19 Stan CSV File Format

The output from all CmdStan methods is in CSV format. A Stan CSV file is a data table where the columns are the method and model parameters and quantities of interest. Each row contains one record’s worth of data in plain-text format using the comma character (‘,’) as the field delimiter (hence the name).

For the Stan CSV files, data is strictly numerical, however, possible values include both positive and negative infinity and “Not-a-Number” which are represented as the strings NaN, inf, +inf, -inf. All other values are written in decimal notation with at most 6 digits of precision.

Stan CSV files have a header row containing the column names. They also make extensive use of CSV comments, i.e., lines which begin with the # character. In addition to initial and final comment rows, some methods also put comment rows in the middle of the data table, which makes it difficult to use many of the commonly used CSV parser packages.

19.1 CSV column names and order

The data table is laid out with zero or more method-specific columns followed by the Stan program variables declared in the parameter block, then the variables in the transformed parameters block, finally variables declared in the generated quantities, in declaration order.

Stan provides three types of container objects: arrays, vectors, and matrices. In order to output all elements of a container object, it is necessary to choose an indexing notation and a serialization order. The Stan CSV file indexing notation is

  • The column name consists of the variable name followed by the element indices.
  • Indices are delimited by periods (‘.’).
  • Indexing is 1-based, i.e., given a dimension of size \(N\), the first element index is \(1\) and the last element index is \(N\).

Container variables are serialized in column major order, a.k.a. “Fortran” order. In column major-order, all elements of column 1 are listed in ascending order, followed by all elements of column 2, thus the first index changes the slowest and the last index changes the fastest.

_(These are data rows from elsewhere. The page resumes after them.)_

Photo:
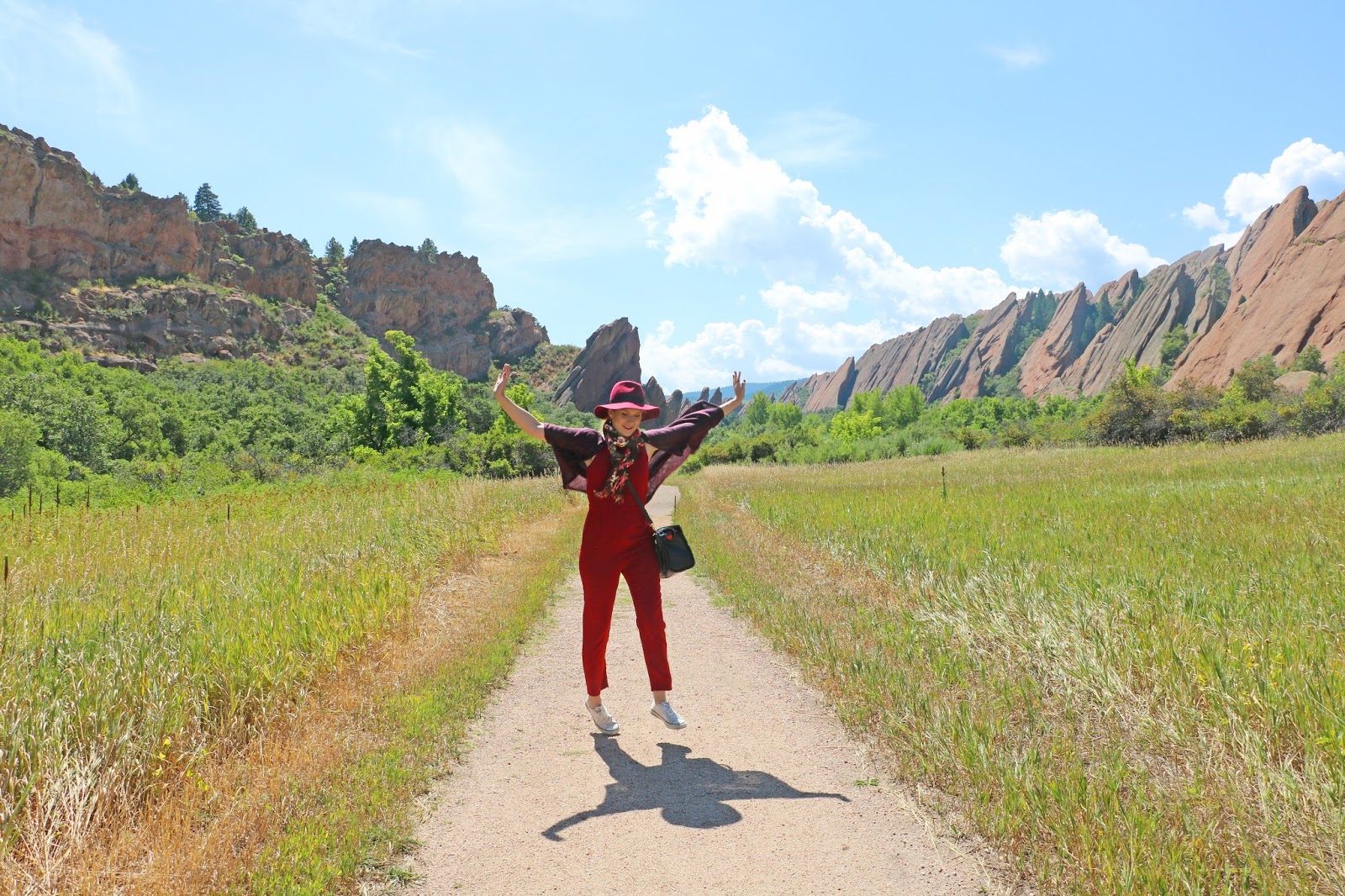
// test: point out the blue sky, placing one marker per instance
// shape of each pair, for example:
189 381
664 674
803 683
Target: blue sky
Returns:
757 186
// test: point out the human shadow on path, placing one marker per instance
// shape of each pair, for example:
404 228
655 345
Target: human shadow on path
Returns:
692 793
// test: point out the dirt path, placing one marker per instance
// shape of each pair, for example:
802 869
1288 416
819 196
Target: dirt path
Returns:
762 794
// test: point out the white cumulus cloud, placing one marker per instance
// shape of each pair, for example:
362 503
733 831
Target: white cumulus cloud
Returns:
1062 248
1302 165
737 210
836 287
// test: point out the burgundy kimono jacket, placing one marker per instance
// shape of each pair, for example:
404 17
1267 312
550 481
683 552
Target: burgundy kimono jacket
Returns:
672 445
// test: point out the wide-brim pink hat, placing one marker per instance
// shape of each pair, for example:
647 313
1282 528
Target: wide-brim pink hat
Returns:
627 394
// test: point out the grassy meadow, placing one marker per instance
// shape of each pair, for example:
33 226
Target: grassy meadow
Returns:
141 647
1126 667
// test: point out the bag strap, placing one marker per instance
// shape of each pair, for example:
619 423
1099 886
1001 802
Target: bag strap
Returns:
631 488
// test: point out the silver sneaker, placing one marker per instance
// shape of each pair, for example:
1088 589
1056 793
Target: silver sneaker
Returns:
667 714
603 719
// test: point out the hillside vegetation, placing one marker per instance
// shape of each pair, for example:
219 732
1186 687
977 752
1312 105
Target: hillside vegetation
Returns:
140 649
1125 665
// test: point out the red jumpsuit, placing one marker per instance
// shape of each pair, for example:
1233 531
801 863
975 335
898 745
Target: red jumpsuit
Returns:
618 541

To see how this works, consider a 3-dimensional variable with dimension sizes 2, 3, and 4, e.g., an array of matrices, a 2-D array of vectors or row_vectors, or a 3-D array of scalars. Given a Stan program with model parameter variable:

 real foo[2, 3, 4];

The Stan CSV file will require 24 columns to output the elements of foo. The first 6 columns will be labeled:

foo.1.1.1, foo.1.1.2, foo.1.1.3, foo.1.1.4, foo.1.2.1, foo.1.2.2

The final 6 columns will be labeled:

foo.2.2.3, foo.2.2.4, foo.2.3.1, foo.2.3.2, foo.2.3.3, foo.2.3.4

19.2 MCMC sampler CSV output

The sample method produces both a Stan CSV output file and a diagnostic file which contains the sampler parameters together with the gradients on the unconstrained scale and log probabilities for all parameters in the model.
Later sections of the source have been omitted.